Taunton DPW outlines $17.2M recent investment and previews $7.2M roads CIP for 2025
Loading...
Summary
The Department of Public Works presented five‑year spending on roads and sidewalks (about $17.2M over three years for capital projects and $10.2M on sidewalks over five years) and previewed a proposed $7.2M roads allocation in the next Capital Improvement Program, emphasizing data‑driven prioritization and utility coordination.
The Taunton Department of Public Works presented a road and sidewalk recap to the municipal council, highlighting multi‑year investments and a preview of the 2025 capital improvement program. DPW leaders told councilors that Mayor O’Connell and council support allowed roughly $17.2 million in capital investments over recent years and about $10.2 million invested in sidewalks over five years.

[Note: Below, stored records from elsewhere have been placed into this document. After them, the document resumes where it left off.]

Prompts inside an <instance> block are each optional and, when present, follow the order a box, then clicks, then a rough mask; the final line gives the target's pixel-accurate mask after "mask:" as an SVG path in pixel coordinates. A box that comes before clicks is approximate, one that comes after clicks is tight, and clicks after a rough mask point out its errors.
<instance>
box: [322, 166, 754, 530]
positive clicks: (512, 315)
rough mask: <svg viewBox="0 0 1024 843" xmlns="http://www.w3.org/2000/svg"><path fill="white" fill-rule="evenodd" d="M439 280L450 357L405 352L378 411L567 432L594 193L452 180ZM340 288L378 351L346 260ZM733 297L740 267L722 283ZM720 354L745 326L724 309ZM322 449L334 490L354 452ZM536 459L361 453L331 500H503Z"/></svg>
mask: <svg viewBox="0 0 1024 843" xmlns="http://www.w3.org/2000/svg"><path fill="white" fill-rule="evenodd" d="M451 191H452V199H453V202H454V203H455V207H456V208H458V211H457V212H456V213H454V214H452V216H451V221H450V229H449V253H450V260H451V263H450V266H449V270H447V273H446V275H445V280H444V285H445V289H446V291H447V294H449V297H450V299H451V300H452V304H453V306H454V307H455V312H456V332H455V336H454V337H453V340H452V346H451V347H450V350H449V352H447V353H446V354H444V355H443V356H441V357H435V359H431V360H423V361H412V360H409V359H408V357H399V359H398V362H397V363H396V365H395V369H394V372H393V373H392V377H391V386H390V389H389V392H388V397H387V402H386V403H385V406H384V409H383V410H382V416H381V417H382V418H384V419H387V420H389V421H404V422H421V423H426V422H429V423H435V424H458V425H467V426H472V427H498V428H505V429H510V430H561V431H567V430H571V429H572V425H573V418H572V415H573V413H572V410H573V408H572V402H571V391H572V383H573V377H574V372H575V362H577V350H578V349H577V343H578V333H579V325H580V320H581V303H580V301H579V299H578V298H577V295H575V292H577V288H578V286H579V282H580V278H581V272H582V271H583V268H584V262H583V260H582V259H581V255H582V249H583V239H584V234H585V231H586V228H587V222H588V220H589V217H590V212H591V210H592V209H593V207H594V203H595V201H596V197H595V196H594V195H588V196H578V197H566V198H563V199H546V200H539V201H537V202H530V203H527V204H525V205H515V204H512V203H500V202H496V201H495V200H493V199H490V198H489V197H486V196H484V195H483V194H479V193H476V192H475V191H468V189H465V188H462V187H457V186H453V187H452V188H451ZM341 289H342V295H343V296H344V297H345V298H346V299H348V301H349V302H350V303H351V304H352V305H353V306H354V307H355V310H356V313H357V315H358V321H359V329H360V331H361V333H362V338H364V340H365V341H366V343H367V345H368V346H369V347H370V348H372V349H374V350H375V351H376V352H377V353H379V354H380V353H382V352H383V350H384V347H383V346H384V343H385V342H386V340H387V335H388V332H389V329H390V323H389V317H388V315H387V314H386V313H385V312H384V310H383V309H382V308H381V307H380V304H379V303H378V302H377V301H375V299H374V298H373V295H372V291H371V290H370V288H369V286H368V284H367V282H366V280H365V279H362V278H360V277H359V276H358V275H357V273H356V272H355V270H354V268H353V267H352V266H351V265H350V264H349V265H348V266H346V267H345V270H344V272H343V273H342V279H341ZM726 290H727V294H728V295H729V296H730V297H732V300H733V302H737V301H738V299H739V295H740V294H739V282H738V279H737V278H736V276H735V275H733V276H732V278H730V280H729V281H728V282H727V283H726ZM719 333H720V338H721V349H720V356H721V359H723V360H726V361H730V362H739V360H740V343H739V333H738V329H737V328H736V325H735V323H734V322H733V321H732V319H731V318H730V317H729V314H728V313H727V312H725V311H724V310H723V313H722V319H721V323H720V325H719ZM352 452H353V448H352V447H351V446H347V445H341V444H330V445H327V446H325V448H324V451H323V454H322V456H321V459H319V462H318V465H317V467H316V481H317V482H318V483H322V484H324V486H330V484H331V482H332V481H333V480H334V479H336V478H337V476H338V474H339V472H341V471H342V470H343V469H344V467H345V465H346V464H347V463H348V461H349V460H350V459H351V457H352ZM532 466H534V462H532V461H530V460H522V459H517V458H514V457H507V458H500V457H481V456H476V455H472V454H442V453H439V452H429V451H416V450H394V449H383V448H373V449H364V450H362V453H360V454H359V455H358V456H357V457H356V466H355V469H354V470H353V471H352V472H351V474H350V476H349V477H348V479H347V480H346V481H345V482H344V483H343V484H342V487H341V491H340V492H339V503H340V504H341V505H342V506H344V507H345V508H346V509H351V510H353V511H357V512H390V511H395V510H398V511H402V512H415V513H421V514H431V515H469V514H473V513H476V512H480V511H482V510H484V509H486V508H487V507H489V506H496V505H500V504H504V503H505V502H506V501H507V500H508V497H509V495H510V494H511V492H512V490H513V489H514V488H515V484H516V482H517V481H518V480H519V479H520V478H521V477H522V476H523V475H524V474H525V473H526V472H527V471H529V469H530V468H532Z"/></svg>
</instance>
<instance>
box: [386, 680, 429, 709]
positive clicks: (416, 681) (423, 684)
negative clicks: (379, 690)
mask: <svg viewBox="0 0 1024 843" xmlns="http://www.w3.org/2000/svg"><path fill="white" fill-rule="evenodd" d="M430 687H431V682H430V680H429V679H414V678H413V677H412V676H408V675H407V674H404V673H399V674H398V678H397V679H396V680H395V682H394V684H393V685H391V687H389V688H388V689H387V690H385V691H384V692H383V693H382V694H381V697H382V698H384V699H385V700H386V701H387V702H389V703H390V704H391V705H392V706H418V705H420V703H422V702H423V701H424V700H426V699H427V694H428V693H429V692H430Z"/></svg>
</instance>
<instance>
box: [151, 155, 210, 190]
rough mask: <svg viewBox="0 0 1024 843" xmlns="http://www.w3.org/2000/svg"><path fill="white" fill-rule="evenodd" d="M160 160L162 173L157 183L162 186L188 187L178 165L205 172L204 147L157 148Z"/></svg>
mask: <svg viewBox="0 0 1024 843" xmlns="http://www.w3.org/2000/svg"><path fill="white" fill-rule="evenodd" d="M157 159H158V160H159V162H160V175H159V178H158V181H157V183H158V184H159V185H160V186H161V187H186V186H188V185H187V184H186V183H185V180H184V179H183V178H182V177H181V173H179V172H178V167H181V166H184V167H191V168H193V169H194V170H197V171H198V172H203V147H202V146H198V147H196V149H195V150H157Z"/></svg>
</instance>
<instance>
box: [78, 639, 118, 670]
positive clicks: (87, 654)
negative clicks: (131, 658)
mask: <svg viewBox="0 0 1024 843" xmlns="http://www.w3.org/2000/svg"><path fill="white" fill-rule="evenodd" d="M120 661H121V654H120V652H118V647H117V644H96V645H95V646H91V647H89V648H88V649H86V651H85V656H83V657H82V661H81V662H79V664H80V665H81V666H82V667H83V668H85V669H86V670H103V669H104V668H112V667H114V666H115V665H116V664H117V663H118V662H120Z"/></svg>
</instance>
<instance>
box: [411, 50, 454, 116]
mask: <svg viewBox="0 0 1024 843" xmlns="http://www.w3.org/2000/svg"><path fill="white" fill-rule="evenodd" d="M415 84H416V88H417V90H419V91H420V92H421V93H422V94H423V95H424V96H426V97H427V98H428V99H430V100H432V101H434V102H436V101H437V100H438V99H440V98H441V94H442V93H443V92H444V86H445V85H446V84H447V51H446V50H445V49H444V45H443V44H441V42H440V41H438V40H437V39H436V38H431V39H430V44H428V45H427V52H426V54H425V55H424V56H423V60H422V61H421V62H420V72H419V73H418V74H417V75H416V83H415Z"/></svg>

DPW described the pavement management program, the city's use of resident service requests (SeeClickFix) and a road surface rating survey to prioritize work. Officials said Taunton has 207 Chapter 90‑accepted streets and has completed work on about 20% of those using available funding. The DPW described coordination with utilities (TMLP, Verizon, Comcast, Eversource) and said an infrastructure meeting with utilities is scheduled in late winter to avoid conflicts in spring construction.
The DPW previewed a proposed $7.2 million roads CIP for the coming year that will be phased across projects rather than executed with a single large procurement. Councilors asked about Tremont Street timing, which DPW estimated as multi‑year (roughly five to eight years) due to required utility replacements and MassDOT coordination; they also discussed granular costs such as granite curb installation and police detail expenses. DPW said police and civilian traffic controllers are used to keep projects on schedule, and that ADA ramp and sidewalk compliance work remains an ongoing priority with some grant applications pending.
Next steps: the mayor will present the fiscal year 2025–2029 CIP to council on Jan. 21; DPW will return with more project‑level timelines and utility coordination plans.